Cnattingius S, Forman M R, Berendes H W, Graubard B I, Isotalo L
Division of Epidemiology, Statistics and Preventive Research, National Institute of Child Health and Human Development, National Institutes of Health, Bethesda, MD 20892.
Am J Obstet Gynecol. 1993 Jan;168(1 Pt 1):16-21. doi: 10.1016/s0002-9378(12)90878-9.
The purpose of our study was to investigate the combined interactive effects of maternal age, parity, and smoking on pregnancy outcome.

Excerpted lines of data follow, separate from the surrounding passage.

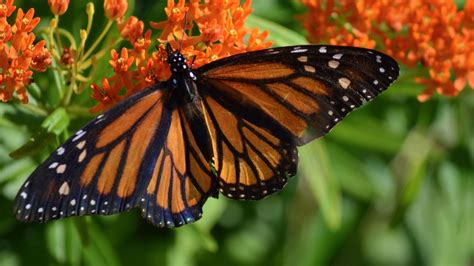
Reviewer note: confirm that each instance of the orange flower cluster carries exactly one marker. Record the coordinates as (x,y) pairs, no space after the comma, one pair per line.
(432,33)
(221,33)
(19,55)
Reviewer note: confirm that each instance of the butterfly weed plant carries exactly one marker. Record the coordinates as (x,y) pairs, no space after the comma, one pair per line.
(372,179)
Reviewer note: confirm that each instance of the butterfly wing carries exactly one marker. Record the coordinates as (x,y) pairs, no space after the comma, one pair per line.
(135,155)
(278,99)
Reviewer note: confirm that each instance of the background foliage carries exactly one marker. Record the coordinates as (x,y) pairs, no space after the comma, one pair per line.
(391,185)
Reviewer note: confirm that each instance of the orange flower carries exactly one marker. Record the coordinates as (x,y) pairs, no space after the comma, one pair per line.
(58,7)
(432,33)
(222,33)
(18,53)
(115,8)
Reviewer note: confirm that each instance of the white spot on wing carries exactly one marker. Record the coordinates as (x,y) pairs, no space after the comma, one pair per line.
(64,190)
(333,64)
(81,144)
(344,82)
(309,68)
(79,135)
(303,59)
(60,150)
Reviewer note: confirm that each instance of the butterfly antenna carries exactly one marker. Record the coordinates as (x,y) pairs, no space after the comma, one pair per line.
(184,31)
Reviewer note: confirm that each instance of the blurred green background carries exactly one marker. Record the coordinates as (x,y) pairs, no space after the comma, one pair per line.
(391,185)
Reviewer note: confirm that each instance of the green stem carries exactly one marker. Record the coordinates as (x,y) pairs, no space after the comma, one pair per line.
(69,36)
(35,109)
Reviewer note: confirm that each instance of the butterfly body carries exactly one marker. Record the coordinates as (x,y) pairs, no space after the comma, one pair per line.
(229,127)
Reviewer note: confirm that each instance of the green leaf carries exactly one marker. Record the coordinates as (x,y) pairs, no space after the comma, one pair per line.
(351,173)
(365,132)
(279,35)
(56,122)
(315,167)
(409,167)
(64,242)
(99,251)
(36,144)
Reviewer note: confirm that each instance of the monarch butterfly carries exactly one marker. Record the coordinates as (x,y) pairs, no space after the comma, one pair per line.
(231,126)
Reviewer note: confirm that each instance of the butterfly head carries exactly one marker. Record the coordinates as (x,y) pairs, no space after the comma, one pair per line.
(176,60)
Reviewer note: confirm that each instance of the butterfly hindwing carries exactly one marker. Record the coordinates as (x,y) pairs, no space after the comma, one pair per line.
(134,155)
(250,161)
(232,125)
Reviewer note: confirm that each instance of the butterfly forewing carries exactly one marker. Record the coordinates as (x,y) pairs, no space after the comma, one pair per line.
(305,89)
(138,154)
(291,94)
(166,150)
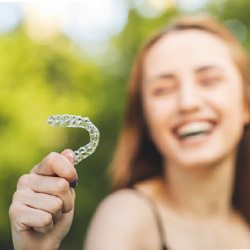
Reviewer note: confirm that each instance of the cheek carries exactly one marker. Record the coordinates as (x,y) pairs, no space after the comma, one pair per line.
(158,113)
(228,101)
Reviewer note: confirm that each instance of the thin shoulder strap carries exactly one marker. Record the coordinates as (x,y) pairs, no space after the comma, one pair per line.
(156,216)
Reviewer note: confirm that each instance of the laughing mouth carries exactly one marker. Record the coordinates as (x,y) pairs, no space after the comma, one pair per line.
(193,129)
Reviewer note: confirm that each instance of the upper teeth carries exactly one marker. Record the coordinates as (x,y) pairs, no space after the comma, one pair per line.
(194,128)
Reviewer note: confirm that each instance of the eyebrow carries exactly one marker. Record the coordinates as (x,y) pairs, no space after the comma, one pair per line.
(207,68)
(172,76)
(160,76)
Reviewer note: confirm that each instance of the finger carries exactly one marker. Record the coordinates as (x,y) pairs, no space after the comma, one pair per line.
(44,229)
(48,203)
(69,154)
(53,186)
(56,164)
(24,218)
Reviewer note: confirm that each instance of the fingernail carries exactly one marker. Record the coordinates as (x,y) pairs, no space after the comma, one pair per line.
(74,183)
(70,156)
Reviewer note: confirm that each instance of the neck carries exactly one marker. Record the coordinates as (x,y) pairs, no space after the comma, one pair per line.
(201,191)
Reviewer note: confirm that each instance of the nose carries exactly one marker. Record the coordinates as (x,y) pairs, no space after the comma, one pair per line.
(189,98)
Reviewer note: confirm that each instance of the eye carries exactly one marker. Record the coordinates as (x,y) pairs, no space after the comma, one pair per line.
(210,80)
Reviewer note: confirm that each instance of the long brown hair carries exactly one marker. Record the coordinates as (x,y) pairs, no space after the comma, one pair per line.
(137,158)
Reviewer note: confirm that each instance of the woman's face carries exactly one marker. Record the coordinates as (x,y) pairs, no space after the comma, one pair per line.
(193,98)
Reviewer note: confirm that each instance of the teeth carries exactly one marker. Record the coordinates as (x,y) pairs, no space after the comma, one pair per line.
(194,128)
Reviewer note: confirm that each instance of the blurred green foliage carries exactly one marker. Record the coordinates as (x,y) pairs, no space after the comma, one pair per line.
(39,79)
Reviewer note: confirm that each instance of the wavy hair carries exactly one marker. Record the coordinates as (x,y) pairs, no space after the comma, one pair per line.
(137,158)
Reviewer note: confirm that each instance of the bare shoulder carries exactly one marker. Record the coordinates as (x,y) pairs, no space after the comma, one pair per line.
(124,205)
(121,222)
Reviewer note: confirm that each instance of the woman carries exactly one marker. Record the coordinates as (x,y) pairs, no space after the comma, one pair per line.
(181,169)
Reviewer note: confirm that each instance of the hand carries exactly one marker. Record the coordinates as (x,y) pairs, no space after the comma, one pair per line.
(42,207)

This was a population-based Swedish study (n = 538,829).
Multiple logistic regression analysis showed that the smoking-related effect on the relative increase in the odds ratio of low birth weight and preterm delivery was significantly greater among multiparous patients than nulliparous; among multiparas, smoking increased the odds ratios for low birth weight and preterm delivery by 2.4 and 1.6; the corresponding relative increases in the odds ratios among nulliparas were 1.7 and 1.1, respectively. With advancing maternal age there was a smoking-related relative increase in the odds ratios for small-for-gestational-age births. Moreover, the age effect on the relative increase of low birth weight, preterm delivery, and small-for-gestational-age births was greater among nulliparas than multiparas.
Older smokers are at an especially high risk for small-for-gestational-age births, and parous smokers are at an especially high risk for low birth weight and preterm delivery.

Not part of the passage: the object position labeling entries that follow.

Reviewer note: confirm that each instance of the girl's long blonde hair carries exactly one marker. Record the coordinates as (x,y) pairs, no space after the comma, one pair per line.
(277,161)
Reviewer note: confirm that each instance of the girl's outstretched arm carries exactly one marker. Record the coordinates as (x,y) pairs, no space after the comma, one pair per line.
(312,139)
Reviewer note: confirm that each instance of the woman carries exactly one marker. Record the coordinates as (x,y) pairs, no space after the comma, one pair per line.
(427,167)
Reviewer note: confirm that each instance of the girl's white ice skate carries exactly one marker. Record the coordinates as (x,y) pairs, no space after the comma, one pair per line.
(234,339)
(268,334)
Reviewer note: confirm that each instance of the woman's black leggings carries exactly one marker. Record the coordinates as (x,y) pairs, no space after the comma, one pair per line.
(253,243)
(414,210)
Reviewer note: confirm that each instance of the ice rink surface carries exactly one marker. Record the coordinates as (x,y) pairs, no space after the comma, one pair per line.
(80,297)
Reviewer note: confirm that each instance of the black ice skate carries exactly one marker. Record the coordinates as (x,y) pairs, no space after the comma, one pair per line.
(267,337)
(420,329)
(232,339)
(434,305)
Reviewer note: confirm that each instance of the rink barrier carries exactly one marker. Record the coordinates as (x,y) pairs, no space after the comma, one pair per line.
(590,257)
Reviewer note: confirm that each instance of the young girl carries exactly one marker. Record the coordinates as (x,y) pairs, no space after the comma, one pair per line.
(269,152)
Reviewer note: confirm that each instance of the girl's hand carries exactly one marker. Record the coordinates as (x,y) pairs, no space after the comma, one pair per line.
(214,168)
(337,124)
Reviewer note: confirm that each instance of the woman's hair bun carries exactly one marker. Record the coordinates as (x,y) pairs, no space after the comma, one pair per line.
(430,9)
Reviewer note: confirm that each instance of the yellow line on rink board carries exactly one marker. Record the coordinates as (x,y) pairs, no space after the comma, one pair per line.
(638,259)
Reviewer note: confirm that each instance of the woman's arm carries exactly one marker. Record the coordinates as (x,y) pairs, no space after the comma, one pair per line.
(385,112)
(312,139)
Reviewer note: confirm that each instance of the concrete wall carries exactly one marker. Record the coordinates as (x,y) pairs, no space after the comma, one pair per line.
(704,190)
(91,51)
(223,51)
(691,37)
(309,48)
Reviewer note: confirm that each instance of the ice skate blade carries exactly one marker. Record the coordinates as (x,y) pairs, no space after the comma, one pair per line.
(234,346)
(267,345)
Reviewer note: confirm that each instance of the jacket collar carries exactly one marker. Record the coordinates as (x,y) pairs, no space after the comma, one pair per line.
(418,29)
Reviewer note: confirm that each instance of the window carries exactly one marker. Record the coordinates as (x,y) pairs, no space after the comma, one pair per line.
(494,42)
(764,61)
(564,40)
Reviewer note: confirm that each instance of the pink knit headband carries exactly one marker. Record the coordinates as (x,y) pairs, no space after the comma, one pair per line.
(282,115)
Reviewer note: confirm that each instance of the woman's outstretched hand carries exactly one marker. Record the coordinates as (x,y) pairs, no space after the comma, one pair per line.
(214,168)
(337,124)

我们研究的目的是调查产妇年龄、产次和吸烟对妊娠结局的综合交互作用。
这是一项基于瑞典人群的研究(n = 538,829)。
多元逻辑回归分析显示,多产患者中吸烟对低出生体重和早产比值比相对增加的影响显著大于初产患者;在多产患者中,吸烟使低出生体重和早产的比值比分别增加2.4和1.6;初产患者中相应的比值比相对增加分别为1.7和1.1。随着产妇年龄的增长,吸烟相关的小于胎龄儿出生比值比相对增加。此外,初产患者中年龄对低出生体重、早产和小于胎龄儿出生相对增加的影响大于多产患者。
年龄较大的吸烟者发生小于胎龄儿出生的风险特别高,经产妇吸烟者发生低出生体重和早产的风险特别高。